The Tigers have had a revolving door at catcher ever since parting ways with James McCann following the 2018 season. Barnhart, who has spent Spring Training building a rapport with the Tigers’ rotation of young starters, could be the exception.

For his part, Barnhart said there’s no urgency to get a deal done.

“If something happens during the season, great,” he said. “If they wait until the offseason, great. If it’s done before Opening Day, it’d be a shock to me at this point, but it would be great.”

Pineda to open season in Toledo
Michael Pineda learned a bit of Midwestern geography when he signed with the Tigers a couple weeks ago.

He knew that, with his work visa process delaying his debut, he probably wouldn’t be ready to open the season with Detroit, and that he’d have to build up his pitch count somewhere first. He wasn’t sure where.

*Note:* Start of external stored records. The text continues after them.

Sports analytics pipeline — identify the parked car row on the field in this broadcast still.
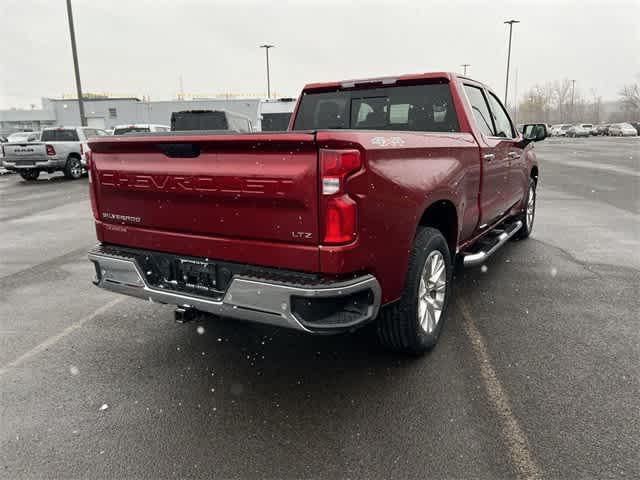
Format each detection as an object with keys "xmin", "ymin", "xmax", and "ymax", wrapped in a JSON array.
[
  {"xmin": 608, "ymin": 122, "xmax": 639, "ymax": 136},
  {"xmin": 549, "ymin": 122, "xmax": 638, "ymax": 137},
  {"xmin": 550, "ymin": 124, "xmax": 572, "ymax": 136}
]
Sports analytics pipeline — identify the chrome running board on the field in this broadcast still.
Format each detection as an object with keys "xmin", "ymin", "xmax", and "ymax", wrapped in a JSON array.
[{"xmin": 463, "ymin": 220, "xmax": 523, "ymax": 268}]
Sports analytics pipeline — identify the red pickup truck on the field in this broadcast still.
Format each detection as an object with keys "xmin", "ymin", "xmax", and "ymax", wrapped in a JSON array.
[{"xmin": 87, "ymin": 72, "xmax": 546, "ymax": 354}]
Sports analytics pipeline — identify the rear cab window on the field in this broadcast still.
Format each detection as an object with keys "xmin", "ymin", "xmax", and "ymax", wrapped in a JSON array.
[
  {"xmin": 41, "ymin": 129, "xmax": 79, "ymax": 142},
  {"xmin": 293, "ymin": 82, "xmax": 460, "ymax": 132}
]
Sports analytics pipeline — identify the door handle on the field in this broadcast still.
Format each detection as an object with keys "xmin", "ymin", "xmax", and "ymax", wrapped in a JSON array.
[
  {"xmin": 483, "ymin": 153, "xmax": 495, "ymax": 162},
  {"xmin": 508, "ymin": 151, "xmax": 520, "ymax": 159}
]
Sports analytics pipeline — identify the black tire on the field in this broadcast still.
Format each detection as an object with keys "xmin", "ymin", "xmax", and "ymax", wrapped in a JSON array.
[
  {"xmin": 376, "ymin": 227, "xmax": 453, "ymax": 355},
  {"xmin": 20, "ymin": 170, "xmax": 40, "ymax": 181},
  {"xmin": 514, "ymin": 178, "xmax": 536, "ymax": 240},
  {"xmin": 64, "ymin": 156, "xmax": 83, "ymax": 179}
]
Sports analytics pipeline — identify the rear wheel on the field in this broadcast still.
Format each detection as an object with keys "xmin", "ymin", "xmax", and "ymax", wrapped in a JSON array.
[
  {"xmin": 514, "ymin": 178, "xmax": 536, "ymax": 239},
  {"xmin": 376, "ymin": 227, "xmax": 452, "ymax": 355},
  {"xmin": 20, "ymin": 170, "xmax": 40, "ymax": 181},
  {"xmin": 64, "ymin": 156, "xmax": 83, "ymax": 179}
]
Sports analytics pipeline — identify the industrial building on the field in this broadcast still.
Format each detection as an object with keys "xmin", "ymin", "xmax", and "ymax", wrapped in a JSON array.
[{"xmin": 0, "ymin": 97, "xmax": 296, "ymax": 135}]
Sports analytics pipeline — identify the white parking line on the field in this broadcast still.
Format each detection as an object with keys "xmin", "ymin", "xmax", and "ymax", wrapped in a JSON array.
[
  {"xmin": 0, "ymin": 297, "xmax": 123, "ymax": 376},
  {"xmin": 459, "ymin": 300, "xmax": 542, "ymax": 480}
]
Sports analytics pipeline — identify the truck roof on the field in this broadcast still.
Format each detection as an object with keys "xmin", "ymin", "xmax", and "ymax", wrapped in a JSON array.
[{"xmin": 302, "ymin": 71, "xmax": 465, "ymax": 92}]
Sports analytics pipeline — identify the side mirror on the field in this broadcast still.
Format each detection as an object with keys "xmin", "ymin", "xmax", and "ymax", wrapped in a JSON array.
[
  {"xmin": 519, "ymin": 123, "xmax": 547, "ymax": 147},
  {"xmin": 523, "ymin": 124, "xmax": 547, "ymax": 141}
]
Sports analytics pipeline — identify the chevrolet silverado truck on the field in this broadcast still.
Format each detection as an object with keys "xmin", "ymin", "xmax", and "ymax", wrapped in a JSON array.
[
  {"xmin": 2, "ymin": 126, "xmax": 107, "ymax": 180},
  {"xmin": 86, "ymin": 72, "xmax": 546, "ymax": 354}
]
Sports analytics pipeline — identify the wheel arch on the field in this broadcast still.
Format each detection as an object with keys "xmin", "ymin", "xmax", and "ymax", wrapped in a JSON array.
[
  {"xmin": 417, "ymin": 199, "xmax": 459, "ymax": 253},
  {"xmin": 530, "ymin": 165, "xmax": 539, "ymax": 185}
]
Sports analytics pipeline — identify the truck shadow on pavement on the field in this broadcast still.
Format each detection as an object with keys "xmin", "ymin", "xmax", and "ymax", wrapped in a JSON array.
[
  {"xmin": 149, "ymin": 238, "xmax": 534, "ymax": 384},
  {"xmin": 14, "ymin": 175, "xmax": 88, "ymax": 185}
]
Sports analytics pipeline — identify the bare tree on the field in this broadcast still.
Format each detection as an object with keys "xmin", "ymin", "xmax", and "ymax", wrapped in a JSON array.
[
  {"xmin": 588, "ymin": 90, "xmax": 602, "ymax": 124},
  {"xmin": 552, "ymin": 79, "xmax": 573, "ymax": 122},
  {"xmin": 518, "ymin": 83, "xmax": 554, "ymax": 123},
  {"xmin": 619, "ymin": 81, "xmax": 640, "ymax": 120},
  {"xmin": 517, "ymin": 78, "xmax": 637, "ymax": 124}
]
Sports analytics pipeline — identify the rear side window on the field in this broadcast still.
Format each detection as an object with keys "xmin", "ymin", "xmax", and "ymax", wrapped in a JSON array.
[
  {"xmin": 41, "ymin": 129, "xmax": 79, "ymax": 141},
  {"xmin": 293, "ymin": 83, "xmax": 459, "ymax": 132},
  {"xmin": 463, "ymin": 85, "xmax": 495, "ymax": 137}
]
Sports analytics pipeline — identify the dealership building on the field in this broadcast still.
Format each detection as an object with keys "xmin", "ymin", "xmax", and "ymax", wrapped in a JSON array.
[{"xmin": 0, "ymin": 96, "xmax": 295, "ymax": 135}]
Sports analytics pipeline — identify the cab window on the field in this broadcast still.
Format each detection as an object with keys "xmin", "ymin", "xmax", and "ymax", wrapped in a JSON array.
[
  {"xmin": 486, "ymin": 92, "xmax": 515, "ymax": 138},
  {"xmin": 464, "ymin": 85, "xmax": 495, "ymax": 137}
]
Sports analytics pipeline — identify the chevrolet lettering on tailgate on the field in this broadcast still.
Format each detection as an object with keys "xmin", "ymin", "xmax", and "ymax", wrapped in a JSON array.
[{"xmin": 99, "ymin": 171, "xmax": 294, "ymax": 197}]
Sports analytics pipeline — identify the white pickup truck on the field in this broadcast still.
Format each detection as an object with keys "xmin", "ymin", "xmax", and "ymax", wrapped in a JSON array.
[{"xmin": 1, "ymin": 126, "xmax": 107, "ymax": 181}]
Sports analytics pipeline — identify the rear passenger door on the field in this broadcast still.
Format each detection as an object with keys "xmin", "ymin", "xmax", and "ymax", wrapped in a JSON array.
[
  {"xmin": 463, "ymin": 84, "xmax": 510, "ymax": 228},
  {"xmin": 485, "ymin": 91, "xmax": 525, "ymax": 212}
]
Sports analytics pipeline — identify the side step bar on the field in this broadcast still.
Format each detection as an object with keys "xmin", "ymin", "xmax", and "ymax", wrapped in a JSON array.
[{"xmin": 463, "ymin": 220, "xmax": 523, "ymax": 268}]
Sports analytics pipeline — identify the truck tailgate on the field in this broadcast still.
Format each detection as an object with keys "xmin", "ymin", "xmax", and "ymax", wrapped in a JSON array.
[
  {"xmin": 2, "ymin": 142, "xmax": 47, "ymax": 161},
  {"xmin": 89, "ymin": 133, "xmax": 319, "ymax": 248}
]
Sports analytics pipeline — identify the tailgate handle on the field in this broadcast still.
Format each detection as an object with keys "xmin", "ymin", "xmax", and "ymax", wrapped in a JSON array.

“I’ve never pitched in Toledo. I was a little nervous the first time they said, ‘You’ll have to go to Toledo,’” Pineda said. “I said, ‘Toledo? I don’t know where Toledo is.’ And they said, ‘No, no, no, Toledo is 45 minutes. It’s easy.’ I’m good with that.”

Thus, for at least his first start in the Tigers organization, Pineda will be a Mud Hen pitching at Fifth Third Field, where they open the season with six games against Rochester April 5-10. He could get a second start there before he joins the Tigers rotation.

Pineda will make one appearance for the Tigers in Spring Training, pitching in relief Saturday against the Orioles once starter Eduardo Rodriguez has finished his outing.

Pineda made one Triple-A appearance last year, a rehab start for St. Paul amidst an injured-list stint with the Twins. Since his current situation doesn’t involve an injury, the Tigers couldn’t send Pineda on a rehab assignment. However, he still has a Minor League option left despite eight-plus seasons in the Majors. He has enough big league time that he had to approve the assignment, but that was discussed during negotiations.

“I was not surprised. I knew I was signing a little bit late, and Spring Training is short,” Pineda said. “I knew at some point I’d have to pitch in a Minor League game. They gave me the opportunity to go to Toledo and build up my pitches. It’s good, because it’s a Triple-A team. They’re going to have good hitters. I want to work and try to be ready.”

Manning works on curveball
Three times, Matt Manning tried to finish off Lourdes Gurriel Jr. with a curveball after putting him in an 0-2 count. Each time, Gurriel watched the breaking ball drop out of the zone, running the count full before he sent a fastball deep to left for a second-inning solo homer.

It was that kind of day for Manning in his third of four starts this Spring Training. The right-hander allowed three runs in three-plus innings with two walks and three strikeouts, but went with an array of pitches to try to sharpen his arsenal. His 67 pitches included 12 sliders and 13 curveballs to go with 24 sinkers and 13 fastballs. The curve drew five called strikes but only one swing, that for a foul ball.

“I kind of liked where all my pitches were at today,” Manning said. “I threw some really good curveballs. I think my next step is getting those swings and misses when I get guys into two strikes. I got a lot of guys deep into those counts, and I just have to put them away.”